It makes sense. To become the pope, you probably need to be a priest first, right?
Surprisingly, the answer isn’t that simple!
According to the Code of Canon Law, the only requirement to becoming pope is being a baptized Catholic male.
“A baptized male alone receives sacred ordination validly.” – CCL 1024
It’s happened before too. One time in 827 AD, a pope was elected without first being ordained a priest.
Pope Valentine showed an early aptitude for learning from a young age and went to live at a school attached to the Lateran Palace. He was made a deacon by Pope Paschal I sometime around 817 to 824 AD.
For his “piety and purity of morals,” he won the favor of the pope and earned the rank of archdeacon. Valentine was also favored by Pascal’s successor, Eugene II.
After Eugene II’s death, Valentine was acclaimed as pope by the Roman clergy, nobility, and citizenry. He initially refused, and had to be taken from the Basilica di Santa Maria Maggiore and installed in the Lateran Palace.
In their haste, he was enthroned pope before he was ordained a priest.
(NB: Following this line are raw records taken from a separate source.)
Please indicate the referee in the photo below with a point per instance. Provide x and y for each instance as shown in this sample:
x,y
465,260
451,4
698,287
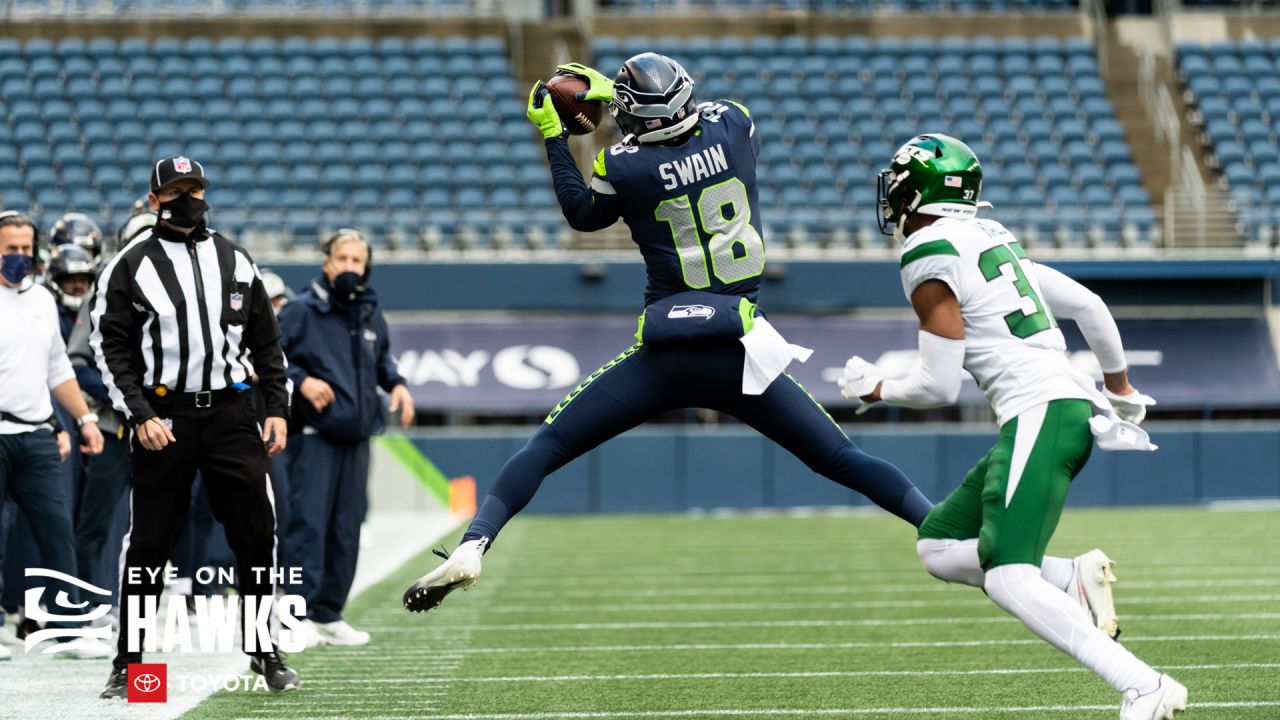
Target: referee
x,y
181,323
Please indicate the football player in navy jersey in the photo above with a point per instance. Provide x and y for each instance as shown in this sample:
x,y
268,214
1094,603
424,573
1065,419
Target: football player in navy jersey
x,y
684,181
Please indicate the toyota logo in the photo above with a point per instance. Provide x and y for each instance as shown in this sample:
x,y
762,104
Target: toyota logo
x,y
146,683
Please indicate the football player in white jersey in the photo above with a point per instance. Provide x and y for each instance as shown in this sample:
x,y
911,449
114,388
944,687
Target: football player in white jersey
x,y
987,309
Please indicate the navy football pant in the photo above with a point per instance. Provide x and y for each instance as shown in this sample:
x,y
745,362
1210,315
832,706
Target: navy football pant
x,y
329,495
645,381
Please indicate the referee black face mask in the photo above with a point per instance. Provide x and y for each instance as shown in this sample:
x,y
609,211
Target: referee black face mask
x,y
184,212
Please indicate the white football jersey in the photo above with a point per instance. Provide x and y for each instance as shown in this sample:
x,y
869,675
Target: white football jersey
x,y
1013,345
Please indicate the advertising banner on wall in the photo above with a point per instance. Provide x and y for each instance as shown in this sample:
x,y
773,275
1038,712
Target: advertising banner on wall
x,y
529,364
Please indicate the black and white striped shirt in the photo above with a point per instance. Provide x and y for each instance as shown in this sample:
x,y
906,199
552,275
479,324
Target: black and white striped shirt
x,y
188,314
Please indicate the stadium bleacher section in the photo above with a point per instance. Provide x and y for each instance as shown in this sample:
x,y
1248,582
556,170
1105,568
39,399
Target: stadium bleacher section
x,y
831,110
960,7
1233,91
301,135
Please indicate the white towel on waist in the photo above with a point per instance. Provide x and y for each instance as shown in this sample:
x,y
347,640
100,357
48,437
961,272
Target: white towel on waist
x,y
767,355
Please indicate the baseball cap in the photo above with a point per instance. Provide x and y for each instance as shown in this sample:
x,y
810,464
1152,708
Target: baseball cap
x,y
173,169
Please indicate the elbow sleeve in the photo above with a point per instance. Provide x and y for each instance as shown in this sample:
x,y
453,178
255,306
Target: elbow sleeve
x,y
936,382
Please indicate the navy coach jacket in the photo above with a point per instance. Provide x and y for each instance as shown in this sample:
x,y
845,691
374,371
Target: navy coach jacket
x,y
346,346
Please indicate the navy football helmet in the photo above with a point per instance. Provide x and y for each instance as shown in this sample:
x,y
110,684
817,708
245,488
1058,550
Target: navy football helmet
x,y
653,99
77,228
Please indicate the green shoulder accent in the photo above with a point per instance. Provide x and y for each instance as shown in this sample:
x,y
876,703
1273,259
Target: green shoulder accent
x,y
417,464
746,311
928,249
740,106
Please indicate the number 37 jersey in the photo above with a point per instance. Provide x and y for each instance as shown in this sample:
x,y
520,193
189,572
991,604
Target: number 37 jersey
x,y
1013,345
693,208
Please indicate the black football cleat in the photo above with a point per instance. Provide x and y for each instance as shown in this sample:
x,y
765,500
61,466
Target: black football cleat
x,y
279,677
117,686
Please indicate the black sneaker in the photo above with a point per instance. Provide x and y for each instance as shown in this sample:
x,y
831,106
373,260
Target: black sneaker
x,y
279,675
118,684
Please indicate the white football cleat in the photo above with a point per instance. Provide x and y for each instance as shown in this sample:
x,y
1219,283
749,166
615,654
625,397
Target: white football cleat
x,y
83,648
1168,700
1091,587
458,570
341,633
8,639
311,634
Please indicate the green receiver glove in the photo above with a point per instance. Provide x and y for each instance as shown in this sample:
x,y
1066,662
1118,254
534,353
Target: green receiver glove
x,y
600,87
543,114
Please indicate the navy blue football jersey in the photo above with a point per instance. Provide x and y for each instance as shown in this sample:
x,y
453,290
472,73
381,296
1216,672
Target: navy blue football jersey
x,y
693,208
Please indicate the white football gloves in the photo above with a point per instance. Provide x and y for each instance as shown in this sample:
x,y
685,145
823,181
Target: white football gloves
x,y
1132,408
858,379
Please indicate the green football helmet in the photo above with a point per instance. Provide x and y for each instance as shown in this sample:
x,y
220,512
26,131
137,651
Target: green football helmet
x,y
932,174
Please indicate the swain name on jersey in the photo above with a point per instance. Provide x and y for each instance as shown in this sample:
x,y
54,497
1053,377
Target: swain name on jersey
x,y
696,167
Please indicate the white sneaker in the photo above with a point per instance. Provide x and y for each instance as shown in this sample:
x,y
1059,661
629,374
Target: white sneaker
x,y
311,634
458,570
82,648
341,633
1091,587
1166,701
8,639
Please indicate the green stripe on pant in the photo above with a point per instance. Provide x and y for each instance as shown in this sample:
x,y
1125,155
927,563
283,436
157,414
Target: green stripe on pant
x,y
1011,500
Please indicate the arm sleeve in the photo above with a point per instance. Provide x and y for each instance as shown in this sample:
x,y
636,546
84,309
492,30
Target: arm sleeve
x,y
291,320
59,364
1069,299
388,374
113,324
750,126
263,338
936,382
586,209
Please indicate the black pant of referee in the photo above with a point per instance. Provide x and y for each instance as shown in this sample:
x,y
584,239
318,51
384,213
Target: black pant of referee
x,y
218,434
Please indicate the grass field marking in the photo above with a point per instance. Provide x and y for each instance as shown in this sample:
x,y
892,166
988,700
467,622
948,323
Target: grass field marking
x,y
924,586
714,647
799,712
517,583
824,623
780,675
976,601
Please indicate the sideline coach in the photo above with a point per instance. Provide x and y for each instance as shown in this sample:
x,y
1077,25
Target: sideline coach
x,y
181,323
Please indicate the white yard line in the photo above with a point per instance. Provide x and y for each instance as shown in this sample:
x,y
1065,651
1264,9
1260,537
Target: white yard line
x,y
790,712
922,587
791,647
824,623
977,601
813,674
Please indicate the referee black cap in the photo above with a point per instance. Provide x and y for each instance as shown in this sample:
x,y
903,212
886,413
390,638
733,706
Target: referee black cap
x,y
173,169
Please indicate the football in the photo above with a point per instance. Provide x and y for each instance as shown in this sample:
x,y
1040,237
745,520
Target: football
x,y
579,115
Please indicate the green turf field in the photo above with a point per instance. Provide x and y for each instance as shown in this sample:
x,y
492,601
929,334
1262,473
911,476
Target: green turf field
x,y
823,616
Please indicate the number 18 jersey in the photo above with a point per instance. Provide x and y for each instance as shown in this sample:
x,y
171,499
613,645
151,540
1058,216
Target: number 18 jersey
x,y
1013,345
693,208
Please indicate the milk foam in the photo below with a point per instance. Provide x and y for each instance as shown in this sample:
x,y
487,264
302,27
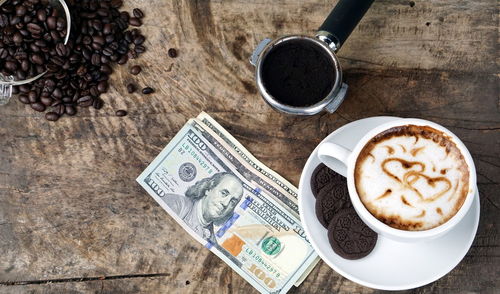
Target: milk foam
x,y
411,182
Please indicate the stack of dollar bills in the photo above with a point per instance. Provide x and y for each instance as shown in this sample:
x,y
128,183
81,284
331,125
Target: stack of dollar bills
x,y
231,203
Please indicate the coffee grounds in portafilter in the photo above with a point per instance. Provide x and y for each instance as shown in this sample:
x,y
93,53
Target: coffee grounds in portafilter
x,y
298,73
78,73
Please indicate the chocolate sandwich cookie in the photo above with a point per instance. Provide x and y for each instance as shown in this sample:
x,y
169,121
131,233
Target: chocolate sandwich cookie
x,y
331,199
349,236
322,176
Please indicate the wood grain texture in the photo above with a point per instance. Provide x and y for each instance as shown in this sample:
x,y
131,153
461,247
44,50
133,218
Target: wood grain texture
x,y
69,204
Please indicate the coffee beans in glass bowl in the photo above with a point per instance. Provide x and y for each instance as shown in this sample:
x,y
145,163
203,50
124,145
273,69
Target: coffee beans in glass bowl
x,y
78,72
31,32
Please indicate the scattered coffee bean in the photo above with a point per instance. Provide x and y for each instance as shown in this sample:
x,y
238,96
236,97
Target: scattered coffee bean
x,y
51,116
24,99
37,106
131,88
147,90
135,70
98,103
121,112
134,21
172,52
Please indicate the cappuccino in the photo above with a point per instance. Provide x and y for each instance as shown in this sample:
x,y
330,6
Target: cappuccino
x,y
412,177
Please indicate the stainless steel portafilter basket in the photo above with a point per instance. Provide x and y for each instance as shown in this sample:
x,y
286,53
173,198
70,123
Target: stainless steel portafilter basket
x,y
329,38
7,82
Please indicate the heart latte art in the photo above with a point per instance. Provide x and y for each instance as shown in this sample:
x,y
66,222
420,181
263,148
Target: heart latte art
x,y
412,177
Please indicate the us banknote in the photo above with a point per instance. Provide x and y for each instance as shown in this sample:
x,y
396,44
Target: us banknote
x,y
235,206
The following Sunday, he was consecrated as bishop in Saint Peter’s Basilica.
However, no representatives from the Holy Roman Empire were present, and he had no opportunity to certify his election as pope with King Louis the Pious as his papacy ended in just five weeks with his death on October 10th in 827.
A non-priest pope hasn’t happened since 1379.
Since then, every pope has been selected from the College of Cardinals.